Changes in Wake – Sleep Pattern – Missing sleep or getting to much sleep may trigger migraines in some people, as can jet lag.

Physical Factors – Intense physical exertion, including sexual activity, may provoke migraines.

Changes in the Environment – A change of weather or barometric pressure can prompt a migraine.

Medications – Oral contraceptives and vasodilators, such as nitroglycerin, can aggravate migraines.

Risk Factors

There are several risk factors that could be involved and could cause someone to be prone to having migraines. These risk factors include:

Family History – If you have a family member with migraines, then you have a good chance of developing them too.

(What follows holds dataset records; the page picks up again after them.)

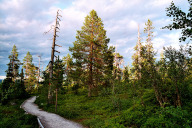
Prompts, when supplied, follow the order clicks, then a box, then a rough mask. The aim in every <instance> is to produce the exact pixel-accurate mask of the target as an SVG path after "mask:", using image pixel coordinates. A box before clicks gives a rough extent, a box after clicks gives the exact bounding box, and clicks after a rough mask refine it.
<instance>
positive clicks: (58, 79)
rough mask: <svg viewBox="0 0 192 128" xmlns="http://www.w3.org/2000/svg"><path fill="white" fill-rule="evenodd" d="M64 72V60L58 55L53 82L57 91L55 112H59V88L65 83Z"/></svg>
mask: <svg viewBox="0 0 192 128" xmlns="http://www.w3.org/2000/svg"><path fill="white" fill-rule="evenodd" d="M63 74H64V65H63V62H62V60H61V59H60V58H59V56H58V57H57V59H56V61H55V62H54V66H53V83H54V85H55V93H56V99H55V112H57V95H58V90H59V88H60V87H61V86H62V83H63Z"/></svg>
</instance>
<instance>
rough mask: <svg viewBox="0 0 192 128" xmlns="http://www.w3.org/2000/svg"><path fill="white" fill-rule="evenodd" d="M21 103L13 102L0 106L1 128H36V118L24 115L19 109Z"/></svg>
mask: <svg viewBox="0 0 192 128" xmlns="http://www.w3.org/2000/svg"><path fill="white" fill-rule="evenodd" d="M23 101H24V100H15V101H10V102H9V104H7V105H0V127H1V128H38V123H37V117H36V116H32V115H29V114H25V111H24V110H23V109H21V108H20V105H21V104H22V102H23Z"/></svg>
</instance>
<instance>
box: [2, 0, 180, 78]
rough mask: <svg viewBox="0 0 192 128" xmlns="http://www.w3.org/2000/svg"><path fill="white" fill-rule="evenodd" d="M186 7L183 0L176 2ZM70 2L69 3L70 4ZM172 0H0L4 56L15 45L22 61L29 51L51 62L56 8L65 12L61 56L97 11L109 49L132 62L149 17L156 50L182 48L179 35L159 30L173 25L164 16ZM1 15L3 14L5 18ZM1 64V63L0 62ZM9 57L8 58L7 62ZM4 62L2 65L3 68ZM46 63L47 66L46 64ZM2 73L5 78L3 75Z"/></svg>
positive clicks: (63, 21) (61, 18)
mask: <svg viewBox="0 0 192 128" xmlns="http://www.w3.org/2000/svg"><path fill="white" fill-rule="evenodd" d="M175 1H176V2H177V4H182V2H181V1H182V0H174V2H175ZM65 3H67V4H68V3H70V4H68V6H65V7H64V6H62V5H65ZM169 4H170V0H148V1H143V0H74V1H73V2H71V1H70V0H64V1H63V0H41V1H39V0H2V1H1V2H0V45H1V46H2V47H1V48H0V52H1V56H6V58H7V57H8V55H9V54H10V51H11V48H12V46H13V43H14V44H15V45H16V46H17V48H18V50H19V51H20V53H19V56H20V57H21V58H22V57H24V56H25V55H26V52H27V51H30V52H31V53H32V54H38V53H41V54H42V59H43V58H45V59H43V60H44V63H47V62H48V61H49V59H50V57H49V56H50V54H51V53H50V52H51V45H52V40H48V39H51V38H52V36H53V31H50V32H49V33H48V34H46V35H43V33H44V32H46V31H48V30H49V29H50V27H51V25H54V23H55V21H54V20H55V16H56V11H57V9H61V10H62V11H61V15H62V18H61V22H60V25H61V27H60V29H61V31H60V33H58V34H59V36H60V37H59V38H58V41H57V43H58V44H59V45H61V46H63V47H62V48H61V49H59V50H60V51H61V54H60V55H61V56H64V55H66V52H68V50H67V49H68V47H69V46H72V42H74V41H75V35H76V30H80V29H81V26H82V25H83V22H84V18H85V16H86V15H88V14H89V12H90V11H91V10H92V9H94V10H96V11H97V13H98V16H99V17H101V19H102V21H103V23H104V28H105V29H106V30H107V36H108V37H109V38H110V45H116V46H117V50H118V52H119V53H120V54H121V55H123V56H125V58H127V59H126V61H130V60H131V56H132V53H133V50H131V49H133V47H134V46H135V45H136V41H137V25H138V24H140V32H141V36H142V38H143V41H144V40H145V36H146V35H145V34H143V28H144V27H145V25H144V23H145V22H146V21H147V19H148V18H150V19H151V20H152V21H153V23H154V27H155V28H156V29H155V30H154V31H155V33H154V34H155V37H154V40H153V41H154V47H155V48H156V49H158V48H160V47H162V46H163V45H165V46H169V45H173V46H176V47H178V44H179V42H178V38H179V35H178V34H179V32H178V33H177V34H174V33H173V32H170V31H168V30H161V29H160V28H161V27H163V26H165V25H167V24H168V23H170V20H169V18H168V17H166V15H165V7H167V6H169ZM1 14H2V15H1ZM1 60H2V59H1ZM5 60H7V59H4V60H3V61H5ZM3 61H1V63H0V65H1V64H3V63H2V62H3ZM45 65H46V64H45ZM0 75H1V74H0Z"/></svg>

Age – Migraines can begin at any age, though the first often occurs during adolescence. Migraines tend to peak during your 30s, and gradually become less severe and less frequent in the following decades.

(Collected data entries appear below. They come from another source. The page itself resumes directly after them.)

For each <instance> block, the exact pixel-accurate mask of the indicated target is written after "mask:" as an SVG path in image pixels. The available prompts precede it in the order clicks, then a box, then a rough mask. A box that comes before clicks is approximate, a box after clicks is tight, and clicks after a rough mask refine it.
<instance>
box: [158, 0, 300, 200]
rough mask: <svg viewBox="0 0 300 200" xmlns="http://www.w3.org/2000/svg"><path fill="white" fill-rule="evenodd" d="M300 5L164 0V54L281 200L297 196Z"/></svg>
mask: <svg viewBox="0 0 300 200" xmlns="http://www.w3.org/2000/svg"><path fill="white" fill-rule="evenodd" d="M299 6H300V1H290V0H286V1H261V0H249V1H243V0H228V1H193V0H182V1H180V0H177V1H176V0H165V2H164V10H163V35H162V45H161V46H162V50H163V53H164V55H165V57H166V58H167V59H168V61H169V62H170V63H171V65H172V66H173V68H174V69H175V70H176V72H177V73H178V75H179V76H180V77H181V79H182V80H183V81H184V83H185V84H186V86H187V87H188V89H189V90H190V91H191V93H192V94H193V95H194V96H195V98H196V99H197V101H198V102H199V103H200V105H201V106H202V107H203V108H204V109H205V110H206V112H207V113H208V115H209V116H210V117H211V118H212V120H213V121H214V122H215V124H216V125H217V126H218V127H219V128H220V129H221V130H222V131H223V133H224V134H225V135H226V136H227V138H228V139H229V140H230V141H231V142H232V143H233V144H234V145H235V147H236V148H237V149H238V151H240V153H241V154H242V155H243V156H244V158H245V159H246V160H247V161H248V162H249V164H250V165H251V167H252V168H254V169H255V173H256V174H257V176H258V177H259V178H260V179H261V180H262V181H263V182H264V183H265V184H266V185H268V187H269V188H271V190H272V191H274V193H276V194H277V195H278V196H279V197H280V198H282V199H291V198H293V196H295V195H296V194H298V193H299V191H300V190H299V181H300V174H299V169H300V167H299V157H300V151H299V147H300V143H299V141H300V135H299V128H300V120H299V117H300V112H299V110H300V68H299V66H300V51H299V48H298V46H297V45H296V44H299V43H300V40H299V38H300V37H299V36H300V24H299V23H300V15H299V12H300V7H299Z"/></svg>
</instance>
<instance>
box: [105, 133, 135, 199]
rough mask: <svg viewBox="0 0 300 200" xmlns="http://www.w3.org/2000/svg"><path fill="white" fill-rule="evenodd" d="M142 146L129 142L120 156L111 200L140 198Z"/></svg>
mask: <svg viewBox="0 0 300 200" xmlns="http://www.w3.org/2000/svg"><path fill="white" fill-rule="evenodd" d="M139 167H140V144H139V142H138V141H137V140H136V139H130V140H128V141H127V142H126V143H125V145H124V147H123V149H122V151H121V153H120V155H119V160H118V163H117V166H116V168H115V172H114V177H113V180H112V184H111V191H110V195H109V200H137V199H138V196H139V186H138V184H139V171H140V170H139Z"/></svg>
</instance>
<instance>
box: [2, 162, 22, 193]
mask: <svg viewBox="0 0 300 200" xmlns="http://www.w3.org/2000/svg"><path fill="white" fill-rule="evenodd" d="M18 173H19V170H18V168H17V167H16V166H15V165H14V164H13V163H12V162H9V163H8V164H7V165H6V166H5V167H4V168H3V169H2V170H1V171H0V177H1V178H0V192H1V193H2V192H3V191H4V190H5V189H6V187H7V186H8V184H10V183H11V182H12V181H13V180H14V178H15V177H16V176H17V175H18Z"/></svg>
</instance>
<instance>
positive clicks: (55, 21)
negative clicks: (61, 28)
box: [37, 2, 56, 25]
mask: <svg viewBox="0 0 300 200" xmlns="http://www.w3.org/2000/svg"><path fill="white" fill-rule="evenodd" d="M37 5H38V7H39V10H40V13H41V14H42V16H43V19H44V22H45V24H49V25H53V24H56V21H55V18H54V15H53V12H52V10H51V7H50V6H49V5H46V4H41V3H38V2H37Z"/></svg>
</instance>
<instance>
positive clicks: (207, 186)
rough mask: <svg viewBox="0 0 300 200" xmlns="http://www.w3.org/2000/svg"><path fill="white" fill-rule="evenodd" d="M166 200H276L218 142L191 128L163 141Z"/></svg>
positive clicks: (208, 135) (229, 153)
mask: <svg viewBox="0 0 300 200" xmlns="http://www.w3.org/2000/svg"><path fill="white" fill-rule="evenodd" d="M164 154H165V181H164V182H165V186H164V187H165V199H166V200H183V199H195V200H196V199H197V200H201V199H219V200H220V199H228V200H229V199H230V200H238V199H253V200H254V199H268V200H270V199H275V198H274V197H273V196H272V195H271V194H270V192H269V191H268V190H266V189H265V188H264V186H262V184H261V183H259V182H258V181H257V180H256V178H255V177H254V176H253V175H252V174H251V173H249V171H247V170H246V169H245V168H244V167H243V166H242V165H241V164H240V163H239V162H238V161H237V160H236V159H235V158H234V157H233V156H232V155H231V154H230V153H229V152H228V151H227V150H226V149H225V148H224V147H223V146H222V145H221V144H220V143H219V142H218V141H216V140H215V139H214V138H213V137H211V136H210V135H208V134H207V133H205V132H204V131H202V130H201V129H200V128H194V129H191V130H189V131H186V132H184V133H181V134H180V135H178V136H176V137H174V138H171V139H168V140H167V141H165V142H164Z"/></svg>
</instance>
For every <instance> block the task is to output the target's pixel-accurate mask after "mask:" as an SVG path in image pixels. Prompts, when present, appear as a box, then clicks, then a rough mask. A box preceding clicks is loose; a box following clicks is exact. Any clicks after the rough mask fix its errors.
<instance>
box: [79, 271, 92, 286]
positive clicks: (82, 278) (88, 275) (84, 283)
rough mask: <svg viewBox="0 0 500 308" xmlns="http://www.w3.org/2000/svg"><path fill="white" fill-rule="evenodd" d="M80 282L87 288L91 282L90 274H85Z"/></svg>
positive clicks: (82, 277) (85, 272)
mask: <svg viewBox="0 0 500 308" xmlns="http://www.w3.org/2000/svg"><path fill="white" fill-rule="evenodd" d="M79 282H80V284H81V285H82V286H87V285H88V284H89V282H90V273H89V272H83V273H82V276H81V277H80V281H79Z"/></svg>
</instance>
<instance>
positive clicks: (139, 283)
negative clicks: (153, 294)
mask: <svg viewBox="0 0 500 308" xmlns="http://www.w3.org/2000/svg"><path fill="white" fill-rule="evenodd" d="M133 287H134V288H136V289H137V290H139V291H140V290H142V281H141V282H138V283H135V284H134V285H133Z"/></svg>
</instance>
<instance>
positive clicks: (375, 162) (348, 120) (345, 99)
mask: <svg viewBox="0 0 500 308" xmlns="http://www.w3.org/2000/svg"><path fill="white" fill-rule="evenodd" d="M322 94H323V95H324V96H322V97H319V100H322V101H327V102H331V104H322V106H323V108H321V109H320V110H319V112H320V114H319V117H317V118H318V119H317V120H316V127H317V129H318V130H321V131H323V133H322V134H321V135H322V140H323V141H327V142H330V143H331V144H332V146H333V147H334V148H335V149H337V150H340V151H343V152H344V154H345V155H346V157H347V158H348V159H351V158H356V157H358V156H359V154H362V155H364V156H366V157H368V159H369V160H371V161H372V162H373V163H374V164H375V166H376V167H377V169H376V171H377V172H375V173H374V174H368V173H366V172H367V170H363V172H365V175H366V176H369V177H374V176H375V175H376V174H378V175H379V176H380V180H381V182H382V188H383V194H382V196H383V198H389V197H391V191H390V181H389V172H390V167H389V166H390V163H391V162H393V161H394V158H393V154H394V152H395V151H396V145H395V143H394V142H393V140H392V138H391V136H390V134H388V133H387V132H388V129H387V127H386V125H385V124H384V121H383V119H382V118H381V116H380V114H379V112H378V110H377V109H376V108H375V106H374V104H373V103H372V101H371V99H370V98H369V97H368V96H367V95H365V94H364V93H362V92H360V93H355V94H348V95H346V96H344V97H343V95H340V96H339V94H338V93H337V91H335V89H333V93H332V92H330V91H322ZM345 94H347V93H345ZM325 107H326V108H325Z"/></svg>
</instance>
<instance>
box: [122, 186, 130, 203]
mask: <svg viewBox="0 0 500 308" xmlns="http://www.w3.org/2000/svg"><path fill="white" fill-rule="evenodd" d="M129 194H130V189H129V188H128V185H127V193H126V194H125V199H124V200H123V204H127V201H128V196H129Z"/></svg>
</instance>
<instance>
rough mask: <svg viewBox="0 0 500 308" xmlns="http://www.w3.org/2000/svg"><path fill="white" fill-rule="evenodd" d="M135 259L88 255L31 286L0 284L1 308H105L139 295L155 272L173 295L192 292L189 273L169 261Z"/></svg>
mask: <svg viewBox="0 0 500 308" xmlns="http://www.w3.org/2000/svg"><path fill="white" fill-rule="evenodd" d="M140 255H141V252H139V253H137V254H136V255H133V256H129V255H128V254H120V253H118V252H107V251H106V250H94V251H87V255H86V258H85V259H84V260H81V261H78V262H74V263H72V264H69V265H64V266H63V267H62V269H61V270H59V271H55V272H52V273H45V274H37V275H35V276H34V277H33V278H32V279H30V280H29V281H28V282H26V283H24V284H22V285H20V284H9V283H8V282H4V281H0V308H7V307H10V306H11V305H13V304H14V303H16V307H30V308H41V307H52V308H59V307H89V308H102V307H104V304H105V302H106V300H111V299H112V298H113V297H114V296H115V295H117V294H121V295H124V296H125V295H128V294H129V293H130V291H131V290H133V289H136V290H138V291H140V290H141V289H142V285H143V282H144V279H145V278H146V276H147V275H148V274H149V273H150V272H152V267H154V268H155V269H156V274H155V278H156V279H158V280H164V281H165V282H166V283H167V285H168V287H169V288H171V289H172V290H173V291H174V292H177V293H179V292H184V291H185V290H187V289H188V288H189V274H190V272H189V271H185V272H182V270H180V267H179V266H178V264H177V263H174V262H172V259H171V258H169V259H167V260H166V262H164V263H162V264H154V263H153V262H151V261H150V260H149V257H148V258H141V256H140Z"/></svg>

Sex – Women are three times more likely to have migraines. Headaches tend to affect boys more than girls during childhood, but by the time of puberty and beyond, more girls are affected.

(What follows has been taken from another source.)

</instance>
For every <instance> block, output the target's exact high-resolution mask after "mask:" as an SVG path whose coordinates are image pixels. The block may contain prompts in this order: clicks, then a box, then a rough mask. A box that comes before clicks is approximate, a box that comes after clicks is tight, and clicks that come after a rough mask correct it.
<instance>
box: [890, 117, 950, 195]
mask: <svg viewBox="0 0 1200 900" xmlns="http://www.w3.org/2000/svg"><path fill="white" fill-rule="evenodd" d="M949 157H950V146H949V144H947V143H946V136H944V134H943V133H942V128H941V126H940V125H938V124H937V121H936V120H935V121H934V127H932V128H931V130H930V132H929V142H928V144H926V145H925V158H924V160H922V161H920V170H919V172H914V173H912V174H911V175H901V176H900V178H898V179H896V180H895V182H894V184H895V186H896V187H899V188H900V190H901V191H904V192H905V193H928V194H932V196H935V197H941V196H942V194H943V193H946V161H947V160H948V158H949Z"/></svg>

Hormonal Changes – If you are a woman who had migraines, you may find that your headaches begin just before or shortly after onset menstruation. They may change during pregnancy or menopause. Migraines generally improve after menopause. Some women report that migraine attacks begin during pregnancy, or their attacks worsen. For many, the attacks improved or didn’t occur during later stages in the pregnancy. Migraines often return during the postpartum period.

Hemp Oil and Migraines

Hemp oil works by interacting with an endogenous (naturally – occurring inside the body) network of cannabinoid receptors, specifically G-protein coupled CB1 and CB2 receptors in the central nervous system. Under normal circumstances, these receptors interact with naturally-occurring endocannabinoids and influence such factors as – among other things – pain sensation, appetite, memory, and immune response. If there is a deficiency or lack of naturally-occurring endocannabinoids in the body, the CB-1 and CB-2 receptors have nothing to bind to, and therefore will not be able to carry out the chemical pathways required for healthy, normative functioning. This is where Hemp oil comes in – it acts as a supplement or “replacement” in the instance of an endocannabinoid deficiency. And the beauty of it is that , unlike THC, it can “do its job” and function perfectly well without having to entirely overwhelm the cannabinoid receptors.

Think of it this way: you go to the doctor and discover that the chronic muscle cramping you’ve been suffering from is due to potassium deficiency. A simple enough fix, right? You eat some bananas and voila, the muscles can now function as they’re supposed to. Same with Hemp oil. Perhaps the migraines you’re suffering from are the result of an endocannabinoid deficiency in a particular area of the brain, and can be potentially remedied with a simple dosage of CBD supplement.